Digital Future: In the 1950s, Adriano Olivetti (left), the head of Italy’s Olivetti Co., decided that computers were the company’s future, and he hired Mario Tchou (right), a brilliant electrical engineer, to oversee what became the ELEA 9003.
Illustration: Ciaj Rocchi and Matteo Demonte (courtesy of La Lettura/Il Corriere della Sera)

“I have made my decision: We are going to scrap the first version of our computer, and we will start again from scratch." It's the autumn of 1957, and Mario Tchou, a brilliant young Chinese-Italian electrical engineer, is speaking to his team at the Olivetti Electronics Research Laboratory. Housed in a repurposed villa on the outskirts of Pisa, not far from the Leaning Tower, the lab is filled with vacuum tubes, wires, cables, and other electronics, a startling contrast to the tasteful decorations of the palatial rooms.

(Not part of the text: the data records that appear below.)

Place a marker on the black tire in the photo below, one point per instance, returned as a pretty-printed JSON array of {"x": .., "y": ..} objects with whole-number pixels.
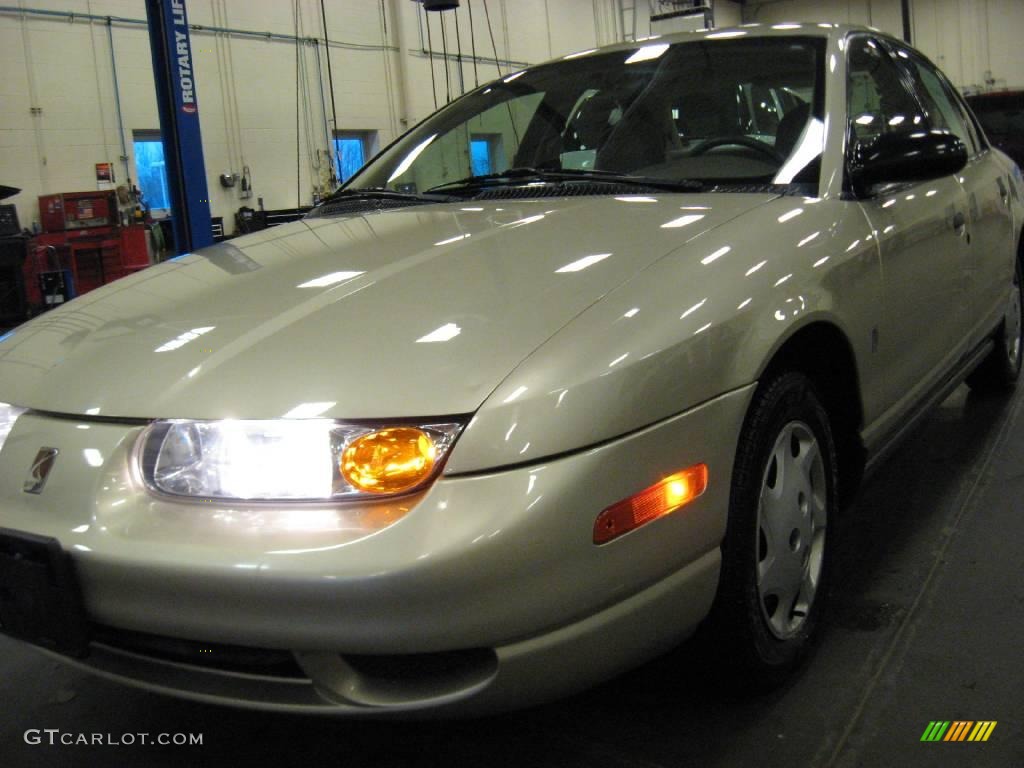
[
  {"x": 1000, "y": 370},
  {"x": 762, "y": 640}
]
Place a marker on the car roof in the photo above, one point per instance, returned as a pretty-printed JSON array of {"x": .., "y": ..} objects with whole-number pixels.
[{"x": 757, "y": 30}]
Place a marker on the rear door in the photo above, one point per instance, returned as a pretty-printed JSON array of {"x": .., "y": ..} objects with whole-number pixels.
[
  {"x": 987, "y": 184},
  {"x": 921, "y": 232}
]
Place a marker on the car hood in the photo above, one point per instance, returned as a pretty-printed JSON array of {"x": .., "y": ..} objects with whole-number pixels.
[{"x": 410, "y": 312}]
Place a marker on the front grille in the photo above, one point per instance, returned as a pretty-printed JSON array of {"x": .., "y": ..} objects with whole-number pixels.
[{"x": 264, "y": 662}]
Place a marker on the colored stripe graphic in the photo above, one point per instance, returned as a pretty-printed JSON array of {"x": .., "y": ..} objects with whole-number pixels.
[
  {"x": 982, "y": 730},
  {"x": 935, "y": 730},
  {"x": 958, "y": 730}
]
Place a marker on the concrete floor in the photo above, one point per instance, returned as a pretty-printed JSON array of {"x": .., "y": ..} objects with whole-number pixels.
[{"x": 927, "y": 625}]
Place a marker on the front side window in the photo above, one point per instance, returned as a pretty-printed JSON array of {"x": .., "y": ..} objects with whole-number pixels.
[
  {"x": 878, "y": 101},
  {"x": 1000, "y": 115},
  {"x": 944, "y": 114},
  {"x": 710, "y": 111}
]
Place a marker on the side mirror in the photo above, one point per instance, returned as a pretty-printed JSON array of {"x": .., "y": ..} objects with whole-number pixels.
[{"x": 894, "y": 158}]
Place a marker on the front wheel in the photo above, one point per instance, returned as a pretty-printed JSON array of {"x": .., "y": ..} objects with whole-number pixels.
[{"x": 775, "y": 554}]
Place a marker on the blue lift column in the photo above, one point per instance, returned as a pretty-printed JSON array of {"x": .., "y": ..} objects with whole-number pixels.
[{"x": 178, "y": 105}]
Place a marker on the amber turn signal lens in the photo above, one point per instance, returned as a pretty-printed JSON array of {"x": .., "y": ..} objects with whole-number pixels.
[
  {"x": 651, "y": 503},
  {"x": 389, "y": 461}
]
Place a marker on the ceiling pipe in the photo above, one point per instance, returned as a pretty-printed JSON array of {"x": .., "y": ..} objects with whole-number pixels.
[{"x": 406, "y": 116}]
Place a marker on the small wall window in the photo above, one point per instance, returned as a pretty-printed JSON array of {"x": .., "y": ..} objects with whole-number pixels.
[
  {"x": 352, "y": 150},
  {"x": 151, "y": 169},
  {"x": 485, "y": 154}
]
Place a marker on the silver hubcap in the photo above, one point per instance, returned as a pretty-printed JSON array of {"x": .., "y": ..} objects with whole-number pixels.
[
  {"x": 792, "y": 518},
  {"x": 1013, "y": 325}
]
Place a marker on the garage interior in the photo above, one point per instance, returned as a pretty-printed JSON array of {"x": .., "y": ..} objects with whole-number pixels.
[{"x": 292, "y": 97}]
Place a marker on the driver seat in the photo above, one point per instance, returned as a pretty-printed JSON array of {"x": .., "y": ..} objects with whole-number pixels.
[{"x": 790, "y": 129}]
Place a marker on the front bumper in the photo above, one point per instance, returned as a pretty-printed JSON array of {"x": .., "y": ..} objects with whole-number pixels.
[{"x": 497, "y": 567}]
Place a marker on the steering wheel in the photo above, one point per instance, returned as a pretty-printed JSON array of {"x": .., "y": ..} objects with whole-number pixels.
[{"x": 750, "y": 143}]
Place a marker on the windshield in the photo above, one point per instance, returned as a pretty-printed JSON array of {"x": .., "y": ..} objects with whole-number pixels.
[{"x": 714, "y": 111}]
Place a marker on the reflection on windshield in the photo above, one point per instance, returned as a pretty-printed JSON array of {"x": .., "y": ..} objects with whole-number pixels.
[{"x": 748, "y": 110}]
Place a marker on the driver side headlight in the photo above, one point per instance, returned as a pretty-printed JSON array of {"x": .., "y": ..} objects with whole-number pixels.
[{"x": 292, "y": 460}]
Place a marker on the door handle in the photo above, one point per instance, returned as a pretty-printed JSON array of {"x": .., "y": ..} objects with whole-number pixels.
[{"x": 1004, "y": 190}]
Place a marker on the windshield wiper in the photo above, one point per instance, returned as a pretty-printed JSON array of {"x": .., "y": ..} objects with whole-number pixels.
[
  {"x": 379, "y": 193},
  {"x": 527, "y": 174}
]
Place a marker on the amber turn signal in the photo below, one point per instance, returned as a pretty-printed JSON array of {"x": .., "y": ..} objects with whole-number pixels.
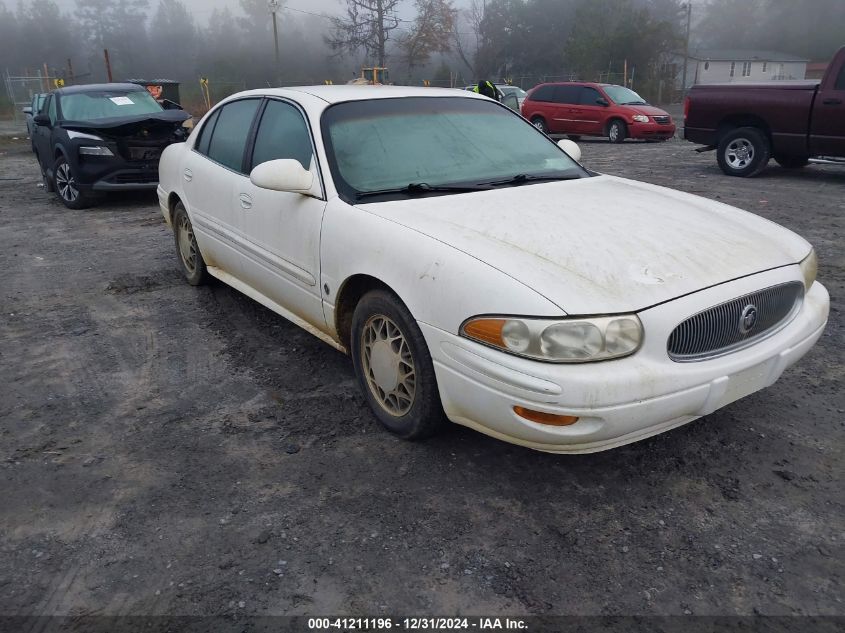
[
  {"x": 486, "y": 330},
  {"x": 539, "y": 417}
]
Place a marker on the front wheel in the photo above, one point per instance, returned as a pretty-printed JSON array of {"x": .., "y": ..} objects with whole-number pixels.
[
  {"x": 190, "y": 258},
  {"x": 540, "y": 124},
  {"x": 394, "y": 367},
  {"x": 66, "y": 186},
  {"x": 617, "y": 132},
  {"x": 743, "y": 152}
]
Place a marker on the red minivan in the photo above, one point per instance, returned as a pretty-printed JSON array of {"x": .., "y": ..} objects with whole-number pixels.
[{"x": 589, "y": 109}]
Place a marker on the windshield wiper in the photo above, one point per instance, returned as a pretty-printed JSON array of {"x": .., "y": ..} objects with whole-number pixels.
[
  {"x": 420, "y": 188},
  {"x": 521, "y": 178}
]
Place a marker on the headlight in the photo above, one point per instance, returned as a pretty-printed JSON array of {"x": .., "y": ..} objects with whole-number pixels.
[
  {"x": 576, "y": 340},
  {"x": 809, "y": 267},
  {"x": 95, "y": 151}
]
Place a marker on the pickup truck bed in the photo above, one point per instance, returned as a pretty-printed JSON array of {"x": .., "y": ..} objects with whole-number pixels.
[{"x": 790, "y": 121}]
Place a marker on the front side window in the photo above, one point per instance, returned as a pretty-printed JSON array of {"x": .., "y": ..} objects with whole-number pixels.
[
  {"x": 386, "y": 144},
  {"x": 107, "y": 104},
  {"x": 589, "y": 96},
  {"x": 282, "y": 133},
  {"x": 228, "y": 139}
]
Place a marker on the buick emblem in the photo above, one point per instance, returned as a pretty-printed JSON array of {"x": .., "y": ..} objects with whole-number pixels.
[{"x": 748, "y": 318}]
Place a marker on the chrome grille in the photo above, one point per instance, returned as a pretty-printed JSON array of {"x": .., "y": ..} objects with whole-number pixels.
[{"x": 729, "y": 326}]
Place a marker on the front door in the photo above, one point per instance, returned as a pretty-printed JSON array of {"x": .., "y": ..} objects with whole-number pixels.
[
  {"x": 827, "y": 131},
  {"x": 210, "y": 173},
  {"x": 281, "y": 230}
]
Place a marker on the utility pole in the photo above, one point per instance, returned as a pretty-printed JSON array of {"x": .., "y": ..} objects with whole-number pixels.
[
  {"x": 686, "y": 46},
  {"x": 274, "y": 7}
]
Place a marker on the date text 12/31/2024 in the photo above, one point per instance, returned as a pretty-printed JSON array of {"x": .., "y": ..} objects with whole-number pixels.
[{"x": 417, "y": 624}]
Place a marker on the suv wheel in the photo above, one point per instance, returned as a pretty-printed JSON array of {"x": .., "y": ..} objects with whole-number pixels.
[
  {"x": 743, "y": 152},
  {"x": 66, "y": 186}
]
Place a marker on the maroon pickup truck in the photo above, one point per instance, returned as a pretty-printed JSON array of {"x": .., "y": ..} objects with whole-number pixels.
[{"x": 790, "y": 121}]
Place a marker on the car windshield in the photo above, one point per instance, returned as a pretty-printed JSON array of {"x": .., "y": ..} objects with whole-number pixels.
[
  {"x": 106, "y": 104},
  {"x": 623, "y": 96},
  {"x": 387, "y": 144},
  {"x": 519, "y": 92}
]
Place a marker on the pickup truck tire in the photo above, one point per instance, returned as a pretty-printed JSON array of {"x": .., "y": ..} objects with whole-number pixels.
[
  {"x": 792, "y": 162},
  {"x": 743, "y": 152}
]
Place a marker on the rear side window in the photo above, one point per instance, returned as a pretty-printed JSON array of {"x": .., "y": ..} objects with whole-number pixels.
[
  {"x": 543, "y": 93},
  {"x": 206, "y": 132},
  {"x": 567, "y": 94},
  {"x": 282, "y": 133},
  {"x": 589, "y": 96},
  {"x": 229, "y": 137}
]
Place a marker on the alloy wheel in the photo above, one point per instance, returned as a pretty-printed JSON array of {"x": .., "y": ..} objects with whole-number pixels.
[{"x": 388, "y": 365}]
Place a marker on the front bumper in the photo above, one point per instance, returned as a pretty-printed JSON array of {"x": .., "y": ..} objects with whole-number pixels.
[
  {"x": 651, "y": 130},
  {"x": 625, "y": 400}
]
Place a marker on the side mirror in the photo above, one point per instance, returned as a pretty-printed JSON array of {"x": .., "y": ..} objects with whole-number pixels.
[
  {"x": 571, "y": 148},
  {"x": 284, "y": 174}
]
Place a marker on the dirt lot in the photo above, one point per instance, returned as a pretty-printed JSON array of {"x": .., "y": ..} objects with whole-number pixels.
[{"x": 173, "y": 450}]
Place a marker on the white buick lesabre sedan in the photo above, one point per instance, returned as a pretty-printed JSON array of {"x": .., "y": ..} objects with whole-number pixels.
[{"x": 472, "y": 268}]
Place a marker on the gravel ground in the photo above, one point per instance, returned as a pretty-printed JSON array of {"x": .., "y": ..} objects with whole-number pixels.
[{"x": 177, "y": 450}]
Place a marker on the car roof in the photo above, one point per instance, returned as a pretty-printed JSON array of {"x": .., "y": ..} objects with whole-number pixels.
[
  {"x": 69, "y": 90},
  {"x": 337, "y": 94}
]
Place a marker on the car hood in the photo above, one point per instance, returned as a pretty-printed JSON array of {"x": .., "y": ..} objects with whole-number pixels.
[
  {"x": 647, "y": 110},
  {"x": 601, "y": 245},
  {"x": 129, "y": 125}
]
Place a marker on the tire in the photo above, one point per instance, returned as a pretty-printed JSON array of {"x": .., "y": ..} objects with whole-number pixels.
[
  {"x": 743, "y": 152},
  {"x": 394, "y": 367},
  {"x": 540, "y": 124},
  {"x": 187, "y": 251},
  {"x": 792, "y": 162},
  {"x": 66, "y": 187},
  {"x": 617, "y": 131}
]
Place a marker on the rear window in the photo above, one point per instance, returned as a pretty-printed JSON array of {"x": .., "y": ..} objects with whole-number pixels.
[{"x": 107, "y": 104}]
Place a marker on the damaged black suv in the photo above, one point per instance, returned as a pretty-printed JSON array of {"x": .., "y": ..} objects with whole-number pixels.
[{"x": 103, "y": 137}]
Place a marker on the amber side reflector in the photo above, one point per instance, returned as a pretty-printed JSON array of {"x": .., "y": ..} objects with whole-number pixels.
[
  {"x": 486, "y": 330},
  {"x": 539, "y": 417}
]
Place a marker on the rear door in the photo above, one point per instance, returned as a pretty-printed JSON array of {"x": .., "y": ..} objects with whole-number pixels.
[
  {"x": 281, "y": 230},
  {"x": 827, "y": 128},
  {"x": 566, "y": 109},
  {"x": 590, "y": 113},
  {"x": 210, "y": 174}
]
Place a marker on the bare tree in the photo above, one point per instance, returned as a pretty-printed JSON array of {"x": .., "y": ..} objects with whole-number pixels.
[
  {"x": 431, "y": 32},
  {"x": 367, "y": 25}
]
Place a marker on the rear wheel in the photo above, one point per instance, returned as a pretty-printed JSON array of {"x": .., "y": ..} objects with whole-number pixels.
[
  {"x": 617, "y": 131},
  {"x": 66, "y": 186},
  {"x": 743, "y": 152},
  {"x": 792, "y": 162},
  {"x": 394, "y": 367},
  {"x": 190, "y": 258},
  {"x": 540, "y": 124}
]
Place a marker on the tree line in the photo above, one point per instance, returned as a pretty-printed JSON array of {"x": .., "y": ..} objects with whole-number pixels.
[{"x": 444, "y": 40}]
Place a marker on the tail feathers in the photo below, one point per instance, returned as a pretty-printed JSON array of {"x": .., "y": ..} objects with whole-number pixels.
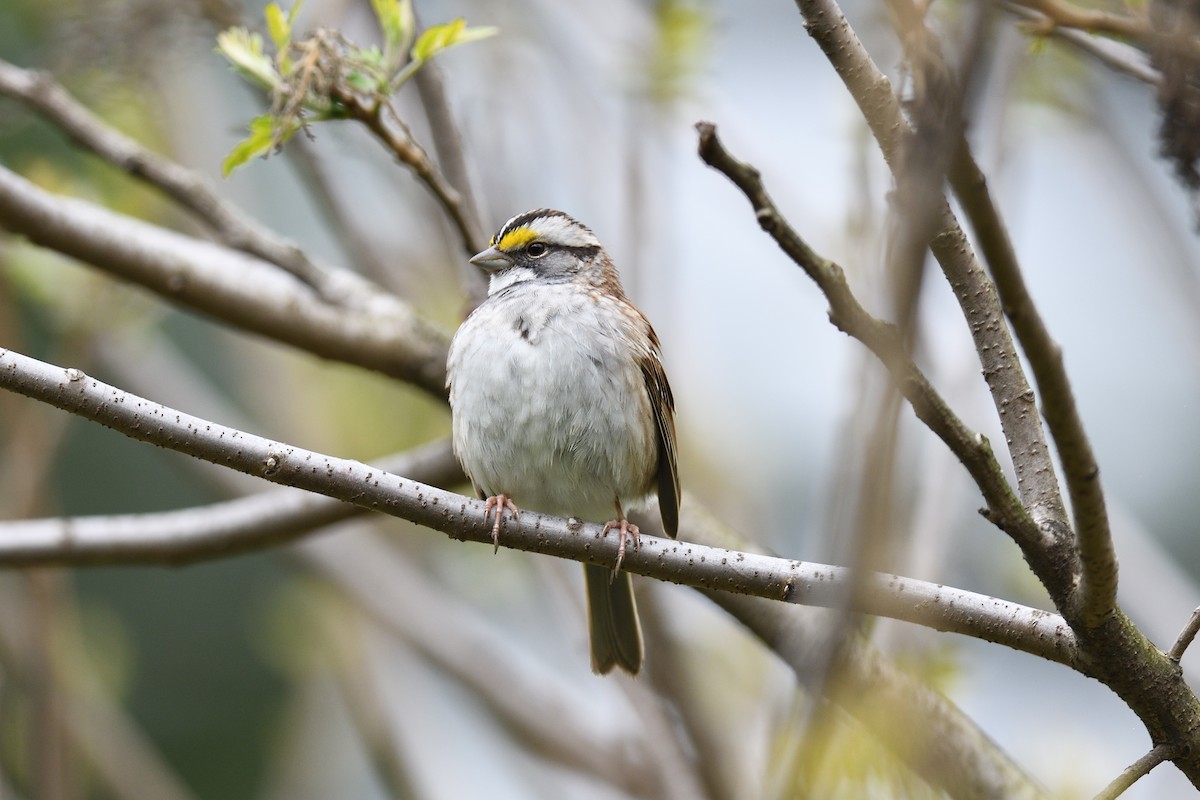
[{"x": 612, "y": 620}]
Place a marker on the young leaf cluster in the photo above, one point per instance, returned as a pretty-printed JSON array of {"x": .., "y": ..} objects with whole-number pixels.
[{"x": 305, "y": 72}]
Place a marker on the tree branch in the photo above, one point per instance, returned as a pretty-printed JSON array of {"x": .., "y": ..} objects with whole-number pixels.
[
  {"x": 189, "y": 535},
  {"x": 42, "y": 94},
  {"x": 1113, "y": 54},
  {"x": 1061, "y": 13},
  {"x": 1012, "y": 395},
  {"x": 885, "y": 341},
  {"x": 947, "y": 750},
  {"x": 382, "y": 120},
  {"x": 385, "y": 336},
  {"x": 1135, "y": 771},
  {"x": 1186, "y": 637},
  {"x": 1098, "y": 582}
]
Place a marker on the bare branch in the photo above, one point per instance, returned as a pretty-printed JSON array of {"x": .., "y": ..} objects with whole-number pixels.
[
  {"x": 1116, "y": 55},
  {"x": 1098, "y": 561},
  {"x": 382, "y": 120},
  {"x": 696, "y": 565},
  {"x": 42, "y": 94},
  {"x": 219, "y": 530},
  {"x": 1061, "y": 13},
  {"x": 1186, "y": 636},
  {"x": 947, "y": 750},
  {"x": 1135, "y": 771},
  {"x": 883, "y": 341},
  {"x": 385, "y": 335},
  {"x": 1012, "y": 395},
  {"x": 537, "y": 704}
]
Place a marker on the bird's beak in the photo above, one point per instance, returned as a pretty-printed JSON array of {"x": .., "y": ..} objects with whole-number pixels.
[{"x": 492, "y": 260}]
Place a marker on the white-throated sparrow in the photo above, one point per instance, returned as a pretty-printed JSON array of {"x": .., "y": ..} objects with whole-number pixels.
[{"x": 561, "y": 403}]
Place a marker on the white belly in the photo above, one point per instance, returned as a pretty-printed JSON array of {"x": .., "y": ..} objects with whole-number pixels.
[{"x": 558, "y": 426}]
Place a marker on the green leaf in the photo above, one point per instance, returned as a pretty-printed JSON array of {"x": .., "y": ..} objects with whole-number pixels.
[
  {"x": 259, "y": 143},
  {"x": 396, "y": 23},
  {"x": 279, "y": 26},
  {"x": 361, "y": 82},
  {"x": 245, "y": 53},
  {"x": 439, "y": 37}
]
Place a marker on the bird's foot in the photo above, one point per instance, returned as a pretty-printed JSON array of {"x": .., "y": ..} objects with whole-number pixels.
[
  {"x": 625, "y": 530},
  {"x": 499, "y": 503}
]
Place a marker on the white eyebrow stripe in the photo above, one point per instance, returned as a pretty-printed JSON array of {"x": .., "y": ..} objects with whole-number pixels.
[{"x": 563, "y": 230}]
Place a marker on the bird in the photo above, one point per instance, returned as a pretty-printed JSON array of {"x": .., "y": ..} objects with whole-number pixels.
[{"x": 561, "y": 404}]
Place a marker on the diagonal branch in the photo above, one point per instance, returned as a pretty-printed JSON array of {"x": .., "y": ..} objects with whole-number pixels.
[
  {"x": 88, "y": 541},
  {"x": 387, "y": 335},
  {"x": 885, "y": 341},
  {"x": 382, "y": 120},
  {"x": 1114, "y": 54},
  {"x": 1098, "y": 561},
  {"x": 42, "y": 94},
  {"x": 1012, "y": 395}
]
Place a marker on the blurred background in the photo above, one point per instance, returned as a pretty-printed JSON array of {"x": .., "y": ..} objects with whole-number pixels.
[{"x": 357, "y": 663}]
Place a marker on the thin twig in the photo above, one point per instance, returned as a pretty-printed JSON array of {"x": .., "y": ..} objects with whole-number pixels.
[
  {"x": 1061, "y": 13},
  {"x": 382, "y": 120},
  {"x": 1135, "y": 771},
  {"x": 1036, "y": 481},
  {"x": 1114, "y": 54},
  {"x": 387, "y": 335},
  {"x": 947, "y": 750},
  {"x": 1093, "y": 535},
  {"x": 465, "y": 518},
  {"x": 1186, "y": 636},
  {"x": 882, "y": 340},
  {"x": 43, "y": 95}
]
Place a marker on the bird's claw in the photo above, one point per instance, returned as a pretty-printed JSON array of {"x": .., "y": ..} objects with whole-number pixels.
[
  {"x": 625, "y": 530},
  {"x": 499, "y": 503}
]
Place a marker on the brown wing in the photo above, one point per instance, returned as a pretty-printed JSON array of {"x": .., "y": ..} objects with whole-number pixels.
[{"x": 663, "y": 404}]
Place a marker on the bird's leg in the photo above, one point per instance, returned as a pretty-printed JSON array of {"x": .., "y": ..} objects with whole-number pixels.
[
  {"x": 498, "y": 501},
  {"x": 625, "y": 529}
]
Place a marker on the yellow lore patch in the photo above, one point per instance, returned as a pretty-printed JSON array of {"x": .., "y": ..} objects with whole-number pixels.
[{"x": 515, "y": 239}]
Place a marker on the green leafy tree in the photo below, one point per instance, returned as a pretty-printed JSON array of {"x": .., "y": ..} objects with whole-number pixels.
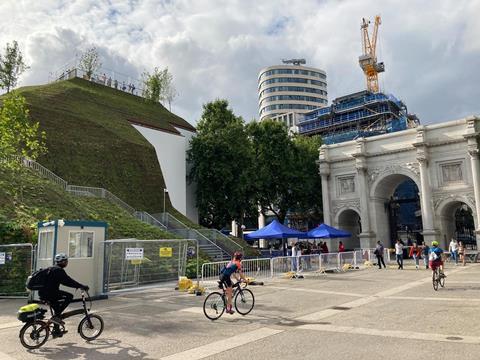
[
  {"x": 275, "y": 170},
  {"x": 19, "y": 135},
  {"x": 220, "y": 157},
  {"x": 11, "y": 66},
  {"x": 90, "y": 62},
  {"x": 309, "y": 194},
  {"x": 158, "y": 86}
]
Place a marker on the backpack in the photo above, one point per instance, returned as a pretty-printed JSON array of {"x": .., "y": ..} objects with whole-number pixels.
[{"x": 38, "y": 280}]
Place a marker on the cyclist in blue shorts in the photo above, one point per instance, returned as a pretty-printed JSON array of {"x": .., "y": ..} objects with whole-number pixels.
[
  {"x": 234, "y": 267},
  {"x": 435, "y": 258}
]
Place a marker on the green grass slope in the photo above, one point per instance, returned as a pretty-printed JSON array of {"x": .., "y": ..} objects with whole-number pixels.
[
  {"x": 91, "y": 141},
  {"x": 27, "y": 199}
]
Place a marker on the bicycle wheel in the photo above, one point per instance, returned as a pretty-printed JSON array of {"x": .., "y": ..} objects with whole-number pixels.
[
  {"x": 441, "y": 280},
  {"x": 34, "y": 334},
  {"x": 90, "y": 327},
  {"x": 244, "y": 301},
  {"x": 435, "y": 277},
  {"x": 214, "y": 306}
]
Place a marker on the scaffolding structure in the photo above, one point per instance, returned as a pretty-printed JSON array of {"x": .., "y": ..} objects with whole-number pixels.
[{"x": 361, "y": 114}]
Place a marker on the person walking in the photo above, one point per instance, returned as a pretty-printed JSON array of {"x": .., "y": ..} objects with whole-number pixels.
[
  {"x": 399, "y": 254},
  {"x": 295, "y": 254},
  {"x": 379, "y": 250},
  {"x": 425, "y": 251},
  {"x": 416, "y": 253},
  {"x": 461, "y": 252},
  {"x": 453, "y": 249}
]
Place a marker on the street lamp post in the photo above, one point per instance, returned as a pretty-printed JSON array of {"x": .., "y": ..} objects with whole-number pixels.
[{"x": 165, "y": 191}]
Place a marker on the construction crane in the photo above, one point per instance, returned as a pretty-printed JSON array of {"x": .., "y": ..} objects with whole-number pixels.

On any weekday, some 20 or so physicists, technicians, and engineers would be hard at work there, designing, developing, soldering, conferring. In less than two years—half the time they'd been allotted—they've completed their first prototype mainframe, called Macchina Zero (Zero Machine). No other company in Italy has ever built a computer before. They're understandably proud.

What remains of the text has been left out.